Non è vero che il personaggio Trump non abbia un certo apprezzamento nella società americana. La sua idea “first the America” viene salutata come una svolta epocale paragonata a quella che impresse alla politica americana il presidente Truman, dopo il periodo rooseveltiano. Intanto prende corpo anche la filosofia dell’amministrazione Trump, per condurre la popolazione  americana fuori dalla crisi e per creare nel mercato americano del buon lavoro. Di qui la scelta di un piano infrastrutturale di 3 trilioni di dollari (3 miliardi di miliardi) in investimenti per opere pubbliche che Stati membri, province e municipalità si apprestano a spendere: si chiama federalismo infrastrutturale e servirebbe a mettere in ordine il sistema del federalismo fiscale, alquanto sfiancato dalla crisi, senza aumenti delle tasse, ma semmai tentando di abbassarle. Il progetto sarebbe di fatto appoggiato anche dalla Fed che, rialzando i tassi, rende appetibile per i capitali il mercato americano. A chi fa osservare che in questo modo il debito americano sale alle stelle, si risponde che il debito non conta, conta invece la supremazia americana e per avere questa bisogna guardare ad altri indicatori. L’America di Trump deve scegliere tra efficienza e decadenza e vuole la prima; deve decidere sul risparmio adesso e su ciò che farà risparmiare (meglio) in futuro e decide per questa seconda ipotesi. L’idea è apprezzata in diversi cenacoli di economisti e le università americane si sono già messe all’opera facendo calcoli e predisponendo modelli matematici, ma nessuno ritiene che l’idea in sé sia sbagliata.

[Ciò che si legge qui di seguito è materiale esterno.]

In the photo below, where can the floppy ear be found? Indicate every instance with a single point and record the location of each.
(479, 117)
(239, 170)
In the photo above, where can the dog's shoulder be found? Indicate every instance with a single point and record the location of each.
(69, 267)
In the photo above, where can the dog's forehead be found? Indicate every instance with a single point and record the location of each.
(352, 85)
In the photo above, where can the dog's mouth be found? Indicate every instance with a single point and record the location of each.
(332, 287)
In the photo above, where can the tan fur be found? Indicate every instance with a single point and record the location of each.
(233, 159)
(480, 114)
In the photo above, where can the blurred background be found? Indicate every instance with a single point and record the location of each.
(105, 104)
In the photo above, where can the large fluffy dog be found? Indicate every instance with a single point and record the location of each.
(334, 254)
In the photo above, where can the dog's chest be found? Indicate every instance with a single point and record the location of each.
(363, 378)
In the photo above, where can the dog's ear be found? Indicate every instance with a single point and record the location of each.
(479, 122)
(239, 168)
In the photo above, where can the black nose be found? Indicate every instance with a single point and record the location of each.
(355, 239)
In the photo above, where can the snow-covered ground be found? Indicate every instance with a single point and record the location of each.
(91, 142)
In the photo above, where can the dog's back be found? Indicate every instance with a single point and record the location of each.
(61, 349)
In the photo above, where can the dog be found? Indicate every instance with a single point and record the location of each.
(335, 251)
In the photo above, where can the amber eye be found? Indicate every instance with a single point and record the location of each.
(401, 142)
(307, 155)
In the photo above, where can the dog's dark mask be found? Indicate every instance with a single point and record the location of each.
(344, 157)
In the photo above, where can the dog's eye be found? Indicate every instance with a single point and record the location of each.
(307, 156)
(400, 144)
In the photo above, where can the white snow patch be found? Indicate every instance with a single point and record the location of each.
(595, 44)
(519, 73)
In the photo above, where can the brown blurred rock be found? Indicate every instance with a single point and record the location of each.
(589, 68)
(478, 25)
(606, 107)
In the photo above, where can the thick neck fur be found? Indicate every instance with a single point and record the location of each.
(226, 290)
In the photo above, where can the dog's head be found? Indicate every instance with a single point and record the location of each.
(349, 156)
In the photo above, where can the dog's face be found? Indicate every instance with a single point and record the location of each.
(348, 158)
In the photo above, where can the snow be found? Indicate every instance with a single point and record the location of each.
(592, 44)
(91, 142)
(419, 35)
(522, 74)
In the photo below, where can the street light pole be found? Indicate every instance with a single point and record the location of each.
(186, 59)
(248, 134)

A quanto sembra ancora una volta abbiamo da imparare dagli americani e, questa volta, anche alla svelta. Due le vicende su cui una certa emulazione ci potrebbe essere utile. La prima è quella di rendere più forte l’Unione europea, più forte degli stessi Stati che la compongono. Solo così si potrà mantenere una certa competitività, da soli non vi è alcuna speranza. È per questo che i nazionalisti dei paesi europei sono ridicoli nella loro imitazione del trumpismo: “prima l’Italia”, o la Francia, o la Germania sono parole d’ordine che non tengono conto della misura che differenzia gli Stati Uniti dai singoli Stati europei. 

Solo la formazione di uno Stato europeo, con un buon federalismo, renderebbe possibile progetti pubblici, se non di alcuni trilioni come prospetta Trump, almeno di diversi centinaia di miliardi di euro come ha fatto Obama con l’American Recovery and Reinvestment Act (Arra). 

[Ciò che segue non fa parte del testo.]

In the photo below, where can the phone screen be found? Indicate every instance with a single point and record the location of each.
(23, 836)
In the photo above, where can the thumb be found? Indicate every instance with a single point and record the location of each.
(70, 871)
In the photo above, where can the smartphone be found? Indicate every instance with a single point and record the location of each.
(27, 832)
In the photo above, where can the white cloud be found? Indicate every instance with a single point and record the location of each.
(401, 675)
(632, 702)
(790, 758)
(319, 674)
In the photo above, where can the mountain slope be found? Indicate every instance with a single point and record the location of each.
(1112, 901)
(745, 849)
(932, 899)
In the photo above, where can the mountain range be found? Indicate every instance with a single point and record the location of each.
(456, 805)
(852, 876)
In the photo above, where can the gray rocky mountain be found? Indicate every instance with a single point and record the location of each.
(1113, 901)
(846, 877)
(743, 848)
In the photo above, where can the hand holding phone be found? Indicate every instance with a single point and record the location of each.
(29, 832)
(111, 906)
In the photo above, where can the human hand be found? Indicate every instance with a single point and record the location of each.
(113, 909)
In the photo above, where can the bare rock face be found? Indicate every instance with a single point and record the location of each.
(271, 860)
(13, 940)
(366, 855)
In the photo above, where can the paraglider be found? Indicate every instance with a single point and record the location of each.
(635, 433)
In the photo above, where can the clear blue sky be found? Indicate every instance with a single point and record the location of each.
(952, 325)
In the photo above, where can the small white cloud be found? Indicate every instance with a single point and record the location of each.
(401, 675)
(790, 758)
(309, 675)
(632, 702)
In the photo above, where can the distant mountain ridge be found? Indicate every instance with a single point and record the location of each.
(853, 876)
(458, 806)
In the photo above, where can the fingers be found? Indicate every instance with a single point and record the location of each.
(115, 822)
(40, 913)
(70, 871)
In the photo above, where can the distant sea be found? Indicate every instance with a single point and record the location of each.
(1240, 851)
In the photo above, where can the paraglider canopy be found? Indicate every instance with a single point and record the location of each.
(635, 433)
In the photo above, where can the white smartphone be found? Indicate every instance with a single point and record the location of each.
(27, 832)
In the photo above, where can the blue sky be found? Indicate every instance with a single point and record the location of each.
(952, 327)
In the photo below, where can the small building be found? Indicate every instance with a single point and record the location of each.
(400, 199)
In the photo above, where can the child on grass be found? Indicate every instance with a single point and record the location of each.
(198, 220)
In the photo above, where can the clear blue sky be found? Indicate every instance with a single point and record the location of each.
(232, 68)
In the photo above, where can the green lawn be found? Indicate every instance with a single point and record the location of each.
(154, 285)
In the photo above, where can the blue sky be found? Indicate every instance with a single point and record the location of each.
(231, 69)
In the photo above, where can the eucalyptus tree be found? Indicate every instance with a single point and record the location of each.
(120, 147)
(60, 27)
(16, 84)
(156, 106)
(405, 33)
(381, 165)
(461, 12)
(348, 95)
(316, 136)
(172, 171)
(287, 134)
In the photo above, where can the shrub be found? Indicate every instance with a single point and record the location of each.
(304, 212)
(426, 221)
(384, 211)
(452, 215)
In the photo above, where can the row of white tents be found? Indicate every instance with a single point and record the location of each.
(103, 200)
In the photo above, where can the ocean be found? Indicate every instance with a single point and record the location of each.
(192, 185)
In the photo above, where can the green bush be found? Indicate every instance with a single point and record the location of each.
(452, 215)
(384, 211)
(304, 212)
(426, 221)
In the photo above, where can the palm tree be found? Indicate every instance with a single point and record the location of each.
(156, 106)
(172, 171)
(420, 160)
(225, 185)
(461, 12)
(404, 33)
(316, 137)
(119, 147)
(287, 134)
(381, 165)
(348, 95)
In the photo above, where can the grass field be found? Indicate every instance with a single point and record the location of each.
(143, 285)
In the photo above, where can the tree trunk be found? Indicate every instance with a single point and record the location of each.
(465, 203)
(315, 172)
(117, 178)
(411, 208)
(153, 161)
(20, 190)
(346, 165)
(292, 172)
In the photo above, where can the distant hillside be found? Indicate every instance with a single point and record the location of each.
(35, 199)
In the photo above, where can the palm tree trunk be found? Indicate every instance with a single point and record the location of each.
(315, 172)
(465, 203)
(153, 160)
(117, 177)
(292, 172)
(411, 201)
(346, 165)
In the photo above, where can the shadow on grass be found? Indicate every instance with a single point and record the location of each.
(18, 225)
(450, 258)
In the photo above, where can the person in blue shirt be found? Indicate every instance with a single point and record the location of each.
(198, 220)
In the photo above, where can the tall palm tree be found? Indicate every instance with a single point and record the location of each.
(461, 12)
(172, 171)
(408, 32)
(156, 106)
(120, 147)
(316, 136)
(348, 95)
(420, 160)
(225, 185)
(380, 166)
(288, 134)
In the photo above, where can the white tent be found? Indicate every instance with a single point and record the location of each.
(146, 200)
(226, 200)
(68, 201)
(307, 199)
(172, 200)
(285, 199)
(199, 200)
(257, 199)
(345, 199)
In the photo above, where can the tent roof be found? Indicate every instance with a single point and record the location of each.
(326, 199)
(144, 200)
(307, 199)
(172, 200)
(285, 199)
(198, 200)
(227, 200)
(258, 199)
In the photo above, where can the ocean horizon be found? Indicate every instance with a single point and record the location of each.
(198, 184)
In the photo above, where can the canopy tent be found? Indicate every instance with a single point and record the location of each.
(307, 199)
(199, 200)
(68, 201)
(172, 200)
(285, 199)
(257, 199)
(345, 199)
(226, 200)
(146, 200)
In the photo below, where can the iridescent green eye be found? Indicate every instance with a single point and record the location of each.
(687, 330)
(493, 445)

Ed è questa la seconda vicenda che si prospetta. Spendere tanti soldi in Europa per farla ancora più bella e appetibile. Pensate ad una Italia senza dissesto idrogeologico, senza problemi dei rifiuti, con una rete dell’alta velocità completa, con porti e aeroporti adeguati, coni monumenti ripuliti, i musei in ordine, le scuole restaurate, ecc.; sarebbe quasi un bel sogno.

Speriamo che l’idea venga alla Merkel dopo l’incontro con Trump, perché se aspettiamo che venga ai nostri politici, allora non solo i nostri figli, ma anche i nostri nipoti dovranno emigrare.